Isuzu’s support comes in the form of funds to track and dart these almost prehistoric creatures and a fleet of KB 300 4x4 double cab bakkies as support vehicles in the operation.
Nonkonyana can rightfully boast about Isuzu’s long history of providing real solutions to issues that affect communities within Southern Africa, starting with Operation Rachel in 1993 and Operation Mandume in 2007, which were very effective campaigns against the proliferation of illegal firearms in Southern Africa.

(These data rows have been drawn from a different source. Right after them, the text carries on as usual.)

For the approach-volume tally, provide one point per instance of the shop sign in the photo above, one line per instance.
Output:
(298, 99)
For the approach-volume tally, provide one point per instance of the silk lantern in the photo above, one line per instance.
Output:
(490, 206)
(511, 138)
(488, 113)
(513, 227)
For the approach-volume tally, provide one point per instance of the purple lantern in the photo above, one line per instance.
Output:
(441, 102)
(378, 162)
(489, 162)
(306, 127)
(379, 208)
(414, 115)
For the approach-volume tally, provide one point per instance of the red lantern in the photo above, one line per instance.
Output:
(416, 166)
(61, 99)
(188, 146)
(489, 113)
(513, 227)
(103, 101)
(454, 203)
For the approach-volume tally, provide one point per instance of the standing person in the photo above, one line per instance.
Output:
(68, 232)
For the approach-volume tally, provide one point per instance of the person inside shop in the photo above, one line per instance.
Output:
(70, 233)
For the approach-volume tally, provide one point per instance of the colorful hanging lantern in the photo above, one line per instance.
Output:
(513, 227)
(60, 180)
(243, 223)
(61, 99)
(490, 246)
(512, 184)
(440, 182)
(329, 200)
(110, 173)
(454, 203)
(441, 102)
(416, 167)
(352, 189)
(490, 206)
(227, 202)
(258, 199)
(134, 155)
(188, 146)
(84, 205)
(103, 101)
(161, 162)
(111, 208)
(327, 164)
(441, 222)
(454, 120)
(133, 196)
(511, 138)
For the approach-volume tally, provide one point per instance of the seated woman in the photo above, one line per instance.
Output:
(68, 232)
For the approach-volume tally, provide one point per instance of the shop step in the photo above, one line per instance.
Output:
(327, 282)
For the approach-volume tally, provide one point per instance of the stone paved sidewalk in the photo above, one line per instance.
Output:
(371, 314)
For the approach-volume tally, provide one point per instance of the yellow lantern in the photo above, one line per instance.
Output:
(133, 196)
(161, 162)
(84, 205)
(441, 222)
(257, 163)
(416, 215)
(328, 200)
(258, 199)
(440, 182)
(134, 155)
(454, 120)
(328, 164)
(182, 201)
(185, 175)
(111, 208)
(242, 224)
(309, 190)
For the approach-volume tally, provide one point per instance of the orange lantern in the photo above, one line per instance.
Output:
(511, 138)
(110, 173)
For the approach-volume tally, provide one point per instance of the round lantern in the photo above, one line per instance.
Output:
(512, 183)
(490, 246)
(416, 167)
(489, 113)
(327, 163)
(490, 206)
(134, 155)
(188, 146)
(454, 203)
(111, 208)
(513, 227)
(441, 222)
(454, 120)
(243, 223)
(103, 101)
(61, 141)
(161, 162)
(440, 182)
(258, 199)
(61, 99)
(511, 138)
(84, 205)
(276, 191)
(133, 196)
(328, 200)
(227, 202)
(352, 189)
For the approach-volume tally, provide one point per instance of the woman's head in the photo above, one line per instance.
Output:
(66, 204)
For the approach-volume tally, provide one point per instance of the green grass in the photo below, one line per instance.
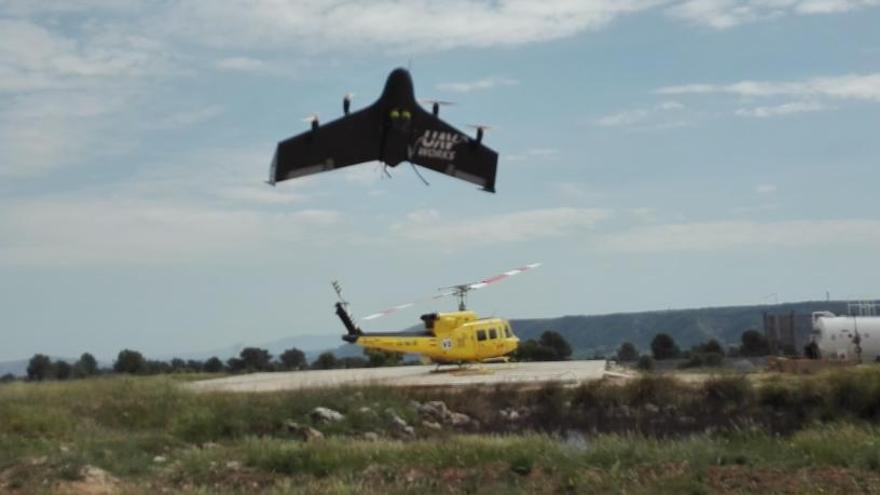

“Today we are lending a helping hand to Nkombe as a partner in the fight against Rhino poaching. Without concrete action to prevent further loses, we are likely to lose this animal forever,” said Nonkonyana. • To help lobby for a lift on the ban of rhino trade, link up with www.rhinoAlive.co.za, where rhino owners and conservationists explain why government’s decision to ban legal trading of rhino horn is wrong.
(Top) Guarding rhino horn worth millions of rands on the back of an Isuzu, antipoaching rangers Vusi Monareng and Austin Ngomane are happy to undergo routine lie-detector tests to prove they have not been bribed by horn smugglers.
Putting shoulder to the rhino, Wheels editor Alwyn Viljoen learns why a ban on rhino horn trade only benefits the poachers.